Portsmouth.  “My name is John Payne and this pigeon is a chequer so I calls it ‘Chequer’.  I've got a loft with about sixty in it.  Some of them I keeps for show pigeons and the others I race against me mates what got show pigeons.  I goes out catchin' them.  Some I catch I brings home and if they got rings on I breeds 'em.  I just keeps the best ones and lets the others go.  I puts corn behind the corner and they flies behind the corner to eat the corn, I dive round the corner and I've got it in me hand.  Brilliant isn't it?”
Southampton.  Lyn and Stella Brasher.
Oxford, The Museum of Modern Art.  Viewing the exhibition, Bob Law 10 Black Paintings.
Great Washbourne.
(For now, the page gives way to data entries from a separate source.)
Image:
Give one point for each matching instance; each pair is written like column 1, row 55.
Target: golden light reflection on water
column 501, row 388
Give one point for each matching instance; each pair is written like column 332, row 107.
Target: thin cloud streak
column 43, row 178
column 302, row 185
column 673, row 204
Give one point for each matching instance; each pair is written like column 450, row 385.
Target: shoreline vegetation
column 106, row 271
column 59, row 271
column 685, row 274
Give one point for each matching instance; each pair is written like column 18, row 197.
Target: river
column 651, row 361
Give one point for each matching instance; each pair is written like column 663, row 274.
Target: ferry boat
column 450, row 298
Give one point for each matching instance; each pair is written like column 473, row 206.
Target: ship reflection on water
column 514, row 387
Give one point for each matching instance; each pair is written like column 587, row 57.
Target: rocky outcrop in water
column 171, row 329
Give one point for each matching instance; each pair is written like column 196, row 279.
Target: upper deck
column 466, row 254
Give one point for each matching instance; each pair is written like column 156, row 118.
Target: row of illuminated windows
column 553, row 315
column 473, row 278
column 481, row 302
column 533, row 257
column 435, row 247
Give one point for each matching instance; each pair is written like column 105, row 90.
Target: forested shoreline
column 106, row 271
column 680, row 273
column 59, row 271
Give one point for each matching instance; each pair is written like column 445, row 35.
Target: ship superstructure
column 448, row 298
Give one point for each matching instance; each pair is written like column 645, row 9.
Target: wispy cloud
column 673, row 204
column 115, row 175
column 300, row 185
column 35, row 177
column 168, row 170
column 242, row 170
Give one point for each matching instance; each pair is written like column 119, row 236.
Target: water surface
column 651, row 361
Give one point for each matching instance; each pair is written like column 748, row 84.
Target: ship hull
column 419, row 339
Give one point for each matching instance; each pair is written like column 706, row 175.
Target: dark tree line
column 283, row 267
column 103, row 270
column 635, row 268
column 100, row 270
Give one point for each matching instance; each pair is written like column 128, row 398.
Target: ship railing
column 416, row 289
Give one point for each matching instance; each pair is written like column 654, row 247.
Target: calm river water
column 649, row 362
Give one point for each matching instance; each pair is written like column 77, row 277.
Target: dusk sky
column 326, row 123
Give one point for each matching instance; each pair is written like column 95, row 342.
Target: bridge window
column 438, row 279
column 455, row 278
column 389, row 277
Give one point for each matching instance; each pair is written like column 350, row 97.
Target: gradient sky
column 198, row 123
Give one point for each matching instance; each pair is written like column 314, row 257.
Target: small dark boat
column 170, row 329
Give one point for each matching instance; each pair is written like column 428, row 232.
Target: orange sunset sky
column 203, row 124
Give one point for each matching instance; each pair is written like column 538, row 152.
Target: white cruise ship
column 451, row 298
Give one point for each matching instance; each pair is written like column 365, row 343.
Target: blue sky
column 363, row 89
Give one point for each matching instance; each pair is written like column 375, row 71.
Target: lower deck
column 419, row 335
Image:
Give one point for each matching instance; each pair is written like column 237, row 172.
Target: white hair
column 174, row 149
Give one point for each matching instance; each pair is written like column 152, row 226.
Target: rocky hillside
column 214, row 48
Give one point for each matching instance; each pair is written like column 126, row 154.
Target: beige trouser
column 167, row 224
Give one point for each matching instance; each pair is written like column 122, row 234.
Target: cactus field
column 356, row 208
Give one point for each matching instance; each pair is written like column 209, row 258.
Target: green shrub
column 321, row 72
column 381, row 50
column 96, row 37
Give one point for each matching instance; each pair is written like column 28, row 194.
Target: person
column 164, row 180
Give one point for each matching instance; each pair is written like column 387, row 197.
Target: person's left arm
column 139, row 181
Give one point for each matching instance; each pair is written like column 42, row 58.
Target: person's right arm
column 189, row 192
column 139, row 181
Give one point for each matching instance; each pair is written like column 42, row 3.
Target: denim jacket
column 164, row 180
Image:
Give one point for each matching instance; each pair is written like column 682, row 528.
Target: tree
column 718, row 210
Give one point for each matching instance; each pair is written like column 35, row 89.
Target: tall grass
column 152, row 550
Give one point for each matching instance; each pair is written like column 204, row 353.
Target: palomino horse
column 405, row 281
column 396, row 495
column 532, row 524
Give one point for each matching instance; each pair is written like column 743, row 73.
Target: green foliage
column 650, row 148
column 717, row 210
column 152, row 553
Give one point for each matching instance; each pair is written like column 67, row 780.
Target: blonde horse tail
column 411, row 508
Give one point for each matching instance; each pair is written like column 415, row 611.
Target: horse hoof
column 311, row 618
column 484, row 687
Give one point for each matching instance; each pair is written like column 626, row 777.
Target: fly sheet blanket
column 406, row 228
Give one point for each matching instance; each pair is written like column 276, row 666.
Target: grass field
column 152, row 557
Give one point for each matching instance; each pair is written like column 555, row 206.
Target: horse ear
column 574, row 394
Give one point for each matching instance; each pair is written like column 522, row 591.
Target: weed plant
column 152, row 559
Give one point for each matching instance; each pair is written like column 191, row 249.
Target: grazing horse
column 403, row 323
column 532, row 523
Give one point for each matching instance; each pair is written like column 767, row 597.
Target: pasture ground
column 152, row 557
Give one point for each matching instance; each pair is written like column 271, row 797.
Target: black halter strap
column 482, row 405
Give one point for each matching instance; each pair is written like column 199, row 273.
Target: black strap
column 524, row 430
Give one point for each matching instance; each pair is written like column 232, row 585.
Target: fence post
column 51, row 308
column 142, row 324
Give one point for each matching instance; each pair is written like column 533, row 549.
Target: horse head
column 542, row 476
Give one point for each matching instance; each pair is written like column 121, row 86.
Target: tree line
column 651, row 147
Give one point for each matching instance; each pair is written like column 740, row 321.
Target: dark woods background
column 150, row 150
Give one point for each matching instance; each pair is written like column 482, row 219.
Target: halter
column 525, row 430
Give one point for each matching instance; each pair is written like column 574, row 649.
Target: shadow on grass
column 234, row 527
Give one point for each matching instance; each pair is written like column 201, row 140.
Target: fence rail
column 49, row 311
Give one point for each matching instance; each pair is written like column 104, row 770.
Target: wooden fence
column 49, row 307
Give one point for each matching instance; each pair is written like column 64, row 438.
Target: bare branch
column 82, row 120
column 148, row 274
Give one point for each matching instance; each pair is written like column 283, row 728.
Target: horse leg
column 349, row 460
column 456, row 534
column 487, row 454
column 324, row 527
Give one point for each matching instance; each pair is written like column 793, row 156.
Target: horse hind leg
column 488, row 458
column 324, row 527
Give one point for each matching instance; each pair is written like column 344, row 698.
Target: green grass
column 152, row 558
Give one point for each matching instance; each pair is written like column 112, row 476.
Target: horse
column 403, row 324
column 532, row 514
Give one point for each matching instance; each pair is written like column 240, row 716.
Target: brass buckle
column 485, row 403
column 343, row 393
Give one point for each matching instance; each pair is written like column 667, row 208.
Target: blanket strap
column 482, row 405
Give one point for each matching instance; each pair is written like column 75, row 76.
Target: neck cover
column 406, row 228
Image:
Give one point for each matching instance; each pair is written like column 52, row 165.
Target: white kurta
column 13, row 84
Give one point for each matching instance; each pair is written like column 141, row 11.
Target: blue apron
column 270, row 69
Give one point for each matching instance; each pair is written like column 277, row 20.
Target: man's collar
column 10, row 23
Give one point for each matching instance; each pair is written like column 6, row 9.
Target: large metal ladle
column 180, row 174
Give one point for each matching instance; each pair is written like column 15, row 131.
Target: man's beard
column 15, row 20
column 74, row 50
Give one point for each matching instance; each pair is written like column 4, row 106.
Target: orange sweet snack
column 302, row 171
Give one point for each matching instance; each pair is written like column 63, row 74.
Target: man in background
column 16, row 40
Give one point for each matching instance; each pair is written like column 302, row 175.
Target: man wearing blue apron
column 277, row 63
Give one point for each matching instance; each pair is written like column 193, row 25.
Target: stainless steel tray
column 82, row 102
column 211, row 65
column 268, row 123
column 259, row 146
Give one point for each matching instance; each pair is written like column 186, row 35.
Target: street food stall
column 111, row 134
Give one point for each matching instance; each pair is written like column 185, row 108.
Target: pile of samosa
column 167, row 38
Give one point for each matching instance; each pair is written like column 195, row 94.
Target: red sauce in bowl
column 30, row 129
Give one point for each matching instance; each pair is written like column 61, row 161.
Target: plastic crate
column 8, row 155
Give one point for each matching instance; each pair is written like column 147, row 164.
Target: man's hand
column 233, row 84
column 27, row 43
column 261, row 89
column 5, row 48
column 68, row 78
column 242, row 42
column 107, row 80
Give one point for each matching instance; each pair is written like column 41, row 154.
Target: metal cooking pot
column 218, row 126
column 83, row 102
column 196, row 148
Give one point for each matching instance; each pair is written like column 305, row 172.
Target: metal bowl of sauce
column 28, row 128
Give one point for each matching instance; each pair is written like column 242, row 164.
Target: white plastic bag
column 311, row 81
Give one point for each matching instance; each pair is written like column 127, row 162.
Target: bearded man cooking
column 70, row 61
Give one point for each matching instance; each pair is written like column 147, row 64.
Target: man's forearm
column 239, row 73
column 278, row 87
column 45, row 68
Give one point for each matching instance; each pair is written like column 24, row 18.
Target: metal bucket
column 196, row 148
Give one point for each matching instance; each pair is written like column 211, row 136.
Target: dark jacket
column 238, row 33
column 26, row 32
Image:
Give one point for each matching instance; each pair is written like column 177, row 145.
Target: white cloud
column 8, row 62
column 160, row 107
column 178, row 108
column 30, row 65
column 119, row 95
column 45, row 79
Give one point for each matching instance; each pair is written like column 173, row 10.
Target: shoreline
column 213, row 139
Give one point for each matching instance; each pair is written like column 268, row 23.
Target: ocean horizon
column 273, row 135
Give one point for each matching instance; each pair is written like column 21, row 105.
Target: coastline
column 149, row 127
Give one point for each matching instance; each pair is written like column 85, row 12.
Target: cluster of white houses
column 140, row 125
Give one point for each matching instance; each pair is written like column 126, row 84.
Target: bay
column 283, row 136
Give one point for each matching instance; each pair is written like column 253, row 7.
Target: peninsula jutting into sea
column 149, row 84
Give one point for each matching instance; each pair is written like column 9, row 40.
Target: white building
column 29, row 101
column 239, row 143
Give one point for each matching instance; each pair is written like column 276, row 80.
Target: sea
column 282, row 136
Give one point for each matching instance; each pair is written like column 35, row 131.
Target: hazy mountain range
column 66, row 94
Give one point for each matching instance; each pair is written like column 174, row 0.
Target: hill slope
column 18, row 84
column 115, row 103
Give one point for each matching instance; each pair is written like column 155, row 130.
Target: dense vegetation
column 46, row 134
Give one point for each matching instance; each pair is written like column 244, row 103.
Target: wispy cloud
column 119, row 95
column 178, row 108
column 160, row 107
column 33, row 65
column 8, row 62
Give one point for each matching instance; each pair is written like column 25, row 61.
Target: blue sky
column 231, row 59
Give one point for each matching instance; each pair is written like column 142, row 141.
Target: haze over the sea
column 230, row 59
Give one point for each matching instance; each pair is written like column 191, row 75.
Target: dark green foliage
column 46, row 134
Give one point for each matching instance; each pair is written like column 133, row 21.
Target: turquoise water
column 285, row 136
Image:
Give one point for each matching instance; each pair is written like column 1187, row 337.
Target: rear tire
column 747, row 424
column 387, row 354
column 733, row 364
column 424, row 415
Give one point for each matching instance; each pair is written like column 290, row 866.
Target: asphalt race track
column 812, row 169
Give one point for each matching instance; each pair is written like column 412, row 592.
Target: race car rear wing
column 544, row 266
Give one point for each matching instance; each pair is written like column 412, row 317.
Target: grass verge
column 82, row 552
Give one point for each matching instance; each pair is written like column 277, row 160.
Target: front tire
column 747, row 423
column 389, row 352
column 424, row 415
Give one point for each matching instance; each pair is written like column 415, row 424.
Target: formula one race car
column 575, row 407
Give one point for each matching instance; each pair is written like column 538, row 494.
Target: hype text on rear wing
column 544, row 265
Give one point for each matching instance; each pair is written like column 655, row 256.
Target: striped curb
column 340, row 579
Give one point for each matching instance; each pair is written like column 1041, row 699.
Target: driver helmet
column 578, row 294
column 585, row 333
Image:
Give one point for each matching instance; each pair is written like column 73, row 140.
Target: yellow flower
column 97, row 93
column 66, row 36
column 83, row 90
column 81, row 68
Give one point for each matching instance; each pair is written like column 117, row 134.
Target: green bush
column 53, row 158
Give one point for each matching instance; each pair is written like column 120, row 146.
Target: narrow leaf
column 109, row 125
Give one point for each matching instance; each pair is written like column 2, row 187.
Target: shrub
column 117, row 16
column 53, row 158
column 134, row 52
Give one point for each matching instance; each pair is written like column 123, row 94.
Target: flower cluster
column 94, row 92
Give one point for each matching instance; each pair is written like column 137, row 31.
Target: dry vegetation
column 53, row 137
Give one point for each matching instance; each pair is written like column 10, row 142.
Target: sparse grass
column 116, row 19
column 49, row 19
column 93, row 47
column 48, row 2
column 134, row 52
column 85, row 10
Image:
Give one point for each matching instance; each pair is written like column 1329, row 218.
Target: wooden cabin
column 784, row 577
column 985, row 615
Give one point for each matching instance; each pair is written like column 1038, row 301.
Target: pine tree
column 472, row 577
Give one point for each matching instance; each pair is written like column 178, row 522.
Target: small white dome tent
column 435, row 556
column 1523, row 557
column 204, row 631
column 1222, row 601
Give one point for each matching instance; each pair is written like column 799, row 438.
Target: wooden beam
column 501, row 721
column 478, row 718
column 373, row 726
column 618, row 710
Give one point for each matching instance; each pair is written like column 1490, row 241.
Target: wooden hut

Pylon painters.  Every twelve years the electricity pylons have a fresh coat of paint.
Weymouth. Boy with kite.
Weymouth. Sunday evening preacher.
Hartlepool.  According to folk-lore the people of Hartlepool once hanged a monkey.  It was during the Napoleonic wars when everyone was on the lookout for French spies.  One morning a monkey, probably a ship's mascot that had been washed overboard, was found on the beach, gibbering in what the locals understood to be French.  The constabulary arrested it and had it tried in court for espionage.  Found guilty it was hanged on the public gibbet.  Today people from Hartlepool are known derogatorily as 'monkey hangers'.
Newcastle-upon-Tyne.  The afternoon of gas-conversion Sunday.
Barrow-in-Furness, strike meeting of shipyard workers.